How To Test Whether Slow Disk Performance Is Causing Issues Within Automation Suite?

How to determine if slow IOPS is contributing to problems in my Automation Suite cluster by conducting tests with FIO?

Issue Description:

Automation Suite employs advanced storage backends for pod storage; requiring a high disk I/O of a minimum IOPS (Input/Output Operations Per Second) threshold of 1100. Speeds falling below this threshold can manifest as slow response times or unavailability. Identifying whether the issue is due to the underlying disk performance is crucial for troubleshooting. The fio tool can be used to simulate disk I/O and gather relevant performance metrics.

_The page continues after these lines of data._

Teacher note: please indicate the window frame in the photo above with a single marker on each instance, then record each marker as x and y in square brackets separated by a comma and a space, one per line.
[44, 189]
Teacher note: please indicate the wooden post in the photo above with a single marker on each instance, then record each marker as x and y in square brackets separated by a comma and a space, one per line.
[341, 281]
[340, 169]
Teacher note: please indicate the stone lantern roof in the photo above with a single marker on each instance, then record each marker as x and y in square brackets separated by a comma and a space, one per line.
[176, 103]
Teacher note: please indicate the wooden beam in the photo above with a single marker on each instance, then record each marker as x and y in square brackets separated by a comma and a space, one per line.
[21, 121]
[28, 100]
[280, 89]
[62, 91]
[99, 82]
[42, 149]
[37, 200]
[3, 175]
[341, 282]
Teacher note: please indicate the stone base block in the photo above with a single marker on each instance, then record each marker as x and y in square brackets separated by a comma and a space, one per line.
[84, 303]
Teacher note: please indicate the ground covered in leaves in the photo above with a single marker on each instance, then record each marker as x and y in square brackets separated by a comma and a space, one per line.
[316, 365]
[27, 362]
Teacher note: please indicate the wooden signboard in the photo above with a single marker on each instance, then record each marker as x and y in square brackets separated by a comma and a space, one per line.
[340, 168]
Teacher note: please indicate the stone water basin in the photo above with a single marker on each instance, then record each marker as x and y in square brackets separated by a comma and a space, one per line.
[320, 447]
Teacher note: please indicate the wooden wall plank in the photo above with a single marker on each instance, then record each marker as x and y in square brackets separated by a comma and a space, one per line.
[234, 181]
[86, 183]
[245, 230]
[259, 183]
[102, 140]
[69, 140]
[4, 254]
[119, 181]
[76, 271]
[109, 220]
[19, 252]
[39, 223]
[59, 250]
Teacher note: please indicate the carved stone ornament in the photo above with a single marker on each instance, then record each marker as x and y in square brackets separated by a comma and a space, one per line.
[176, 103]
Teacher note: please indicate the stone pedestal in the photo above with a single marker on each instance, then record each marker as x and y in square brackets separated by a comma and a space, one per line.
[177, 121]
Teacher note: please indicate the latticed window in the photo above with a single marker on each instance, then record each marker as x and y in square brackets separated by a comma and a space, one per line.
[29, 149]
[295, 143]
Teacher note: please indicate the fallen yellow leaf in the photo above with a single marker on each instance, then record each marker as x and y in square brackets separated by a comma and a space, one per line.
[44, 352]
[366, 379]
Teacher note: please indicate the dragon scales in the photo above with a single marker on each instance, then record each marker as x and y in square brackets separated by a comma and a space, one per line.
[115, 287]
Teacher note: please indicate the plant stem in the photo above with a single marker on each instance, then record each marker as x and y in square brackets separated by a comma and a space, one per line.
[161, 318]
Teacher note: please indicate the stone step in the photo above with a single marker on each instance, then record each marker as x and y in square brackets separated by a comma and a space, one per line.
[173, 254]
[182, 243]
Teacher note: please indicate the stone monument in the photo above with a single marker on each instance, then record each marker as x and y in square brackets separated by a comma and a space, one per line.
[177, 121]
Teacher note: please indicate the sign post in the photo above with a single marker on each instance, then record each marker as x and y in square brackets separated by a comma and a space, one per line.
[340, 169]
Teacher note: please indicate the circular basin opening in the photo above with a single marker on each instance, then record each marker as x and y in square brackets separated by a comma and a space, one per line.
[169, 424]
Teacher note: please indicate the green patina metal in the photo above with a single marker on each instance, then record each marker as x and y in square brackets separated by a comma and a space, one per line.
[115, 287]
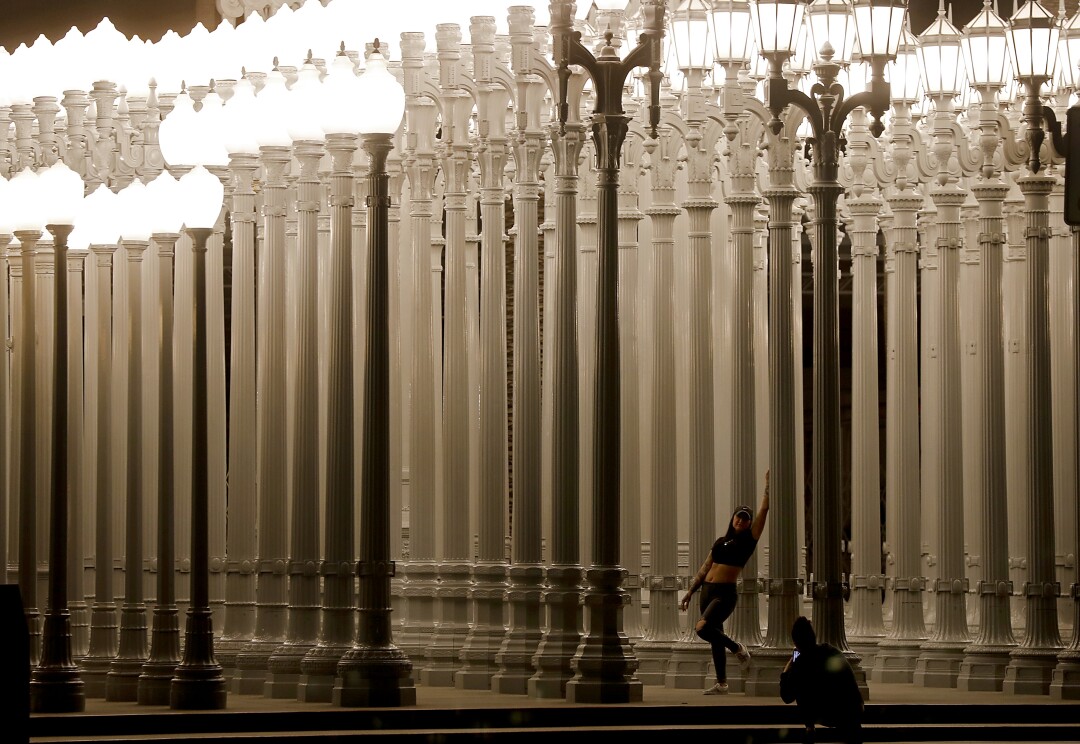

An example of a user encountering such an issue is demonstrated in the provided fio output, where the disk's write performance is tested. The output includes metrics like throughput, latency, and CPU usage, essential for assessing the health of the storage device.


Root Cause: The root cause of slow disk performance in Automation Suite clusters can vary and might be attributed to:

  • Hardware Limitations: The physical disk may not meet the performance requirements of the workload.
    • Min IOPS: 1100
  • Configuration Issues: Misconfiguration in Rook-Ceph or Kubernetes storage settings can lead to suboptimal performance.
  • Overloaded Systems: High demand on the storage system may exceed its capabilities.
    • High CPU util
  • Network Bottlenecks: In some cases, network issues can impact the performance of storage in distributed environments like Kubernetes.
    • This is particularly true for environments that utilize SAN storage or other network storage solutions.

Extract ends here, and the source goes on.